Five physicians in Australia have been cleared to continue practicing medicine after a medical marijuana controversy. Health authorities in the southern state of Victoria declared that the doctors did not place the community in harms way by prescribing medical marijuana to a few patients suffering from debilitating medical conditions like epilepsy.
Under Australian law, recreational marijuana use is illegal. However, in South Australia, the Northern Territory and the Australian Capital Territory, possession of up to 100 grams of cannabis is decriminalized and punishable by a civil fine, so the country does have some progressive laws in place. In the state of Victoria, the use of medical marijuana by qualifying patients is expected to be legalized in the near future. The Herald Sun reports that despite the promise of legal medical marijuana, many families and practicing physicians are still being hassled by child protection authorities.
Agents of child protection services and one large hospital representative in the state have reportedly filed complaints against five physicians who used medical marijuana to treat patients. Even though it is supposed to be legalized sometime soon, the use of all forms of cannabis is still technically illegal even for medicinal purposes.
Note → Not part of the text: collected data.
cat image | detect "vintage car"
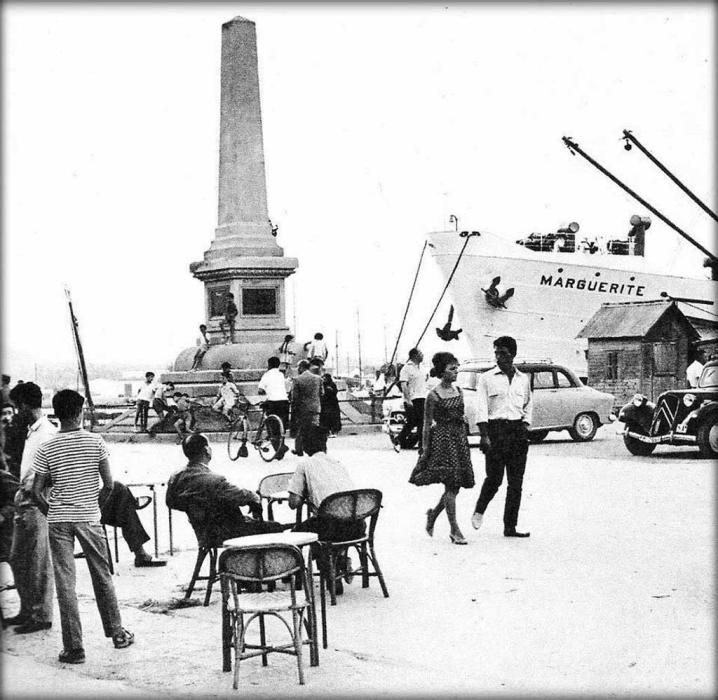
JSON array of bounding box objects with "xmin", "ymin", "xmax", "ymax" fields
[
  {"xmin": 458, "ymin": 361, "xmax": 615, "ymax": 442},
  {"xmin": 617, "ymin": 359, "xmax": 718, "ymax": 458}
]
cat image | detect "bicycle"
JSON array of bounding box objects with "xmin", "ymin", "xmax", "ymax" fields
[{"xmin": 227, "ymin": 399, "xmax": 286, "ymax": 462}]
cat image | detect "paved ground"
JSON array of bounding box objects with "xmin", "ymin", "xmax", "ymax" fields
[{"xmin": 1, "ymin": 426, "xmax": 714, "ymax": 697}]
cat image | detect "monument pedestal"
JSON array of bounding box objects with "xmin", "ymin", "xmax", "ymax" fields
[{"xmin": 157, "ymin": 16, "xmax": 298, "ymax": 418}]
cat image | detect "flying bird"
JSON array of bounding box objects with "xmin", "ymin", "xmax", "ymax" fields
[
  {"xmin": 481, "ymin": 276, "xmax": 514, "ymax": 309},
  {"xmin": 436, "ymin": 305, "xmax": 463, "ymax": 341}
]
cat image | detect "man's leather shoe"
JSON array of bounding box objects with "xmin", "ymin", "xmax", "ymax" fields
[
  {"xmin": 504, "ymin": 529, "xmax": 530, "ymax": 538},
  {"xmin": 134, "ymin": 558, "xmax": 167, "ymax": 567},
  {"xmin": 3, "ymin": 614, "xmax": 28, "ymax": 626},
  {"xmin": 15, "ymin": 621, "xmax": 52, "ymax": 634}
]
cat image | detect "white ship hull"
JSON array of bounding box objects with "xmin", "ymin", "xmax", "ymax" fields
[{"xmin": 427, "ymin": 230, "xmax": 716, "ymax": 377}]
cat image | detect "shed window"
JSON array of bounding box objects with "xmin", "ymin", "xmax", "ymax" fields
[
  {"xmin": 653, "ymin": 342, "xmax": 678, "ymax": 376},
  {"xmin": 606, "ymin": 351, "xmax": 619, "ymax": 380}
]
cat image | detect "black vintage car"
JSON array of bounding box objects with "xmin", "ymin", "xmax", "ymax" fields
[{"xmin": 618, "ymin": 360, "xmax": 718, "ymax": 458}]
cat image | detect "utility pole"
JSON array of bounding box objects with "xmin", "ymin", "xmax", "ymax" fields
[
  {"xmin": 334, "ymin": 330, "xmax": 340, "ymax": 377},
  {"xmin": 356, "ymin": 308, "xmax": 363, "ymax": 386}
]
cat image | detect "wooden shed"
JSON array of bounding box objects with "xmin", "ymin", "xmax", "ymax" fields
[{"xmin": 577, "ymin": 300, "xmax": 699, "ymax": 404}]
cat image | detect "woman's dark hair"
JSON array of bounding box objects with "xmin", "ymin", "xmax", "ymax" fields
[
  {"xmin": 52, "ymin": 389, "xmax": 85, "ymax": 421},
  {"xmin": 431, "ymin": 352, "xmax": 459, "ymax": 378},
  {"xmin": 182, "ymin": 432, "xmax": 209, "ymax": 459}
]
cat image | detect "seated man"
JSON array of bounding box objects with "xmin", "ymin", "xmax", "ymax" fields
[
  {"xmin": 288, "ymin": 426, "xmax": 365, "ymax": 591},
  {"xmin": 166, "ymin": 433, "xmax": 287, "ymax": 546}
]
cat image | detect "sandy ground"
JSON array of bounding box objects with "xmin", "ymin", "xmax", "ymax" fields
[{"xmin": 1, "ymin": 426, "xmax": 714, "ymax": 698}]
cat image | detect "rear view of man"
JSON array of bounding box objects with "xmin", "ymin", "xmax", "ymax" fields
[
  {"xmin": 33, "ymin": 390, "xmax": 134, "ymax": 663},
  {"xmin": 290, "ymin": 358, "xmax": 323, "ymax": 456},
  {"xmin": 398, "ymin": 348, "xmax": 427, "ymax": 450}
]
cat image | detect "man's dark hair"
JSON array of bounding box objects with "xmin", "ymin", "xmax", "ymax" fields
[
  {"xmin": 199, "ymin": 324, "xmax": 207, "ymax": 330},
  {"xmin": 297, "ymin": 359, "xmax": 310, "ymax": 373},
  {"xmin": 408, "ymin": 347, "xmax": 422, "ymax": 361},
  {"xmin": 145, "ymin": 371, "xmax": 155, "ymax": 379},
  {"xmin": 314, "ymin": 332, "xmax": 324, "ymax": 340},
  {"xmin": 182, "ymin": 432, "xmax": 209, "ymax": 460},
  {"xmin": 221, "ymin": 362, "xmax": 232, "ymax": 371},
  {"xmin": 2, "ymin": 402, "xmax": 15, "ymax": 411},
  {"xmin": 167, "ymin": 382, "xmax": 175, "ymax": 389},
  {"xmin": 267, "ymin": 356, "xmax": 281, "ymax": 369},
  {"xmin": 173, "ymin": 392, "xmax": 183, "ymax": 398},
  {"xmin": 494, "ymin": 335, "xmax": 517, "ymax": 357},
  {"xmin": 9, "ymin": 381, "xmax": 43, "ymax": 410},
  {"xmin": 52, "ymin": 389, "xmax": 85, "ymax": 421},
  {"xmin": 310, "ymin": 357, "xmax": 324, "ymax": 367},
  {"xmin": 2, "ymin": 374, "xmax": 10, "ymax": 385},
  {"xmin": 304, "ymin": 426, "xmax": 329, "ymax": 456}
]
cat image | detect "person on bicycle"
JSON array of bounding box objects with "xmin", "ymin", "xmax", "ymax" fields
[
  {"xmin": 257, "ymin": 357, "xmax": 289, "ymax": 429},
  {"xmin": 212, "ymin": 375, "xmax": 240, "ymax": 422}
]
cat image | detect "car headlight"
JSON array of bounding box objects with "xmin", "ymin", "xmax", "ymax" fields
[
  {"xmin": 632, "ymin": 394, "xmax": 647, "ymax": 407},
  {"xmin": 683, "ymin": 394, "xmax": 696, "ymax": 408}
]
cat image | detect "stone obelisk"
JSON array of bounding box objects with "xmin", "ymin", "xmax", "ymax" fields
[{"xmin": 172, "ymin": 16, "xmax": 298, "ymax": 374}]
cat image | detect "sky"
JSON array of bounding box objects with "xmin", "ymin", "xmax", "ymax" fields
[{"xmin": 2, "ymin": 2, "xmax": 715, "ymax": 377}]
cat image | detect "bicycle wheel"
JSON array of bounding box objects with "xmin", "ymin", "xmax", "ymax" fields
[
  {"xmin": 227, "ymin": 415, "xmax": 249, "ymax": 461},
  {"xmin": 256, "ymin": 414, "xmax": 285, "ymax": 462}
]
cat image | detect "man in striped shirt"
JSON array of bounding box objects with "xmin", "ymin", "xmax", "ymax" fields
[{"xmin": 33, "ymin": 389, "xmax": 134, "ymax": 665}]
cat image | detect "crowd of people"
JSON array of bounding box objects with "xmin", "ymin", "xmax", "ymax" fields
[{"xmin": 0, "ymin": 365, "xmax": 362, "ymax": 664}]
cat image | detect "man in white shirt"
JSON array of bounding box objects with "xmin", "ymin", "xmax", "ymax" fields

However, the Australian Health Practitioner Regulation Agency decided not to reprimand the doctors under investigation.
The doctors under investigation were found to have only used medical marijuana to treat patients suffering from medical conditions like epilepsy, a condition in which cannabis oil has been proven to reduce the number of and severity of seizures. It would be a waste of time, money and resources to build a case against physicians for prescribing medical marijuana in Victoria if it will be legalized in the near future.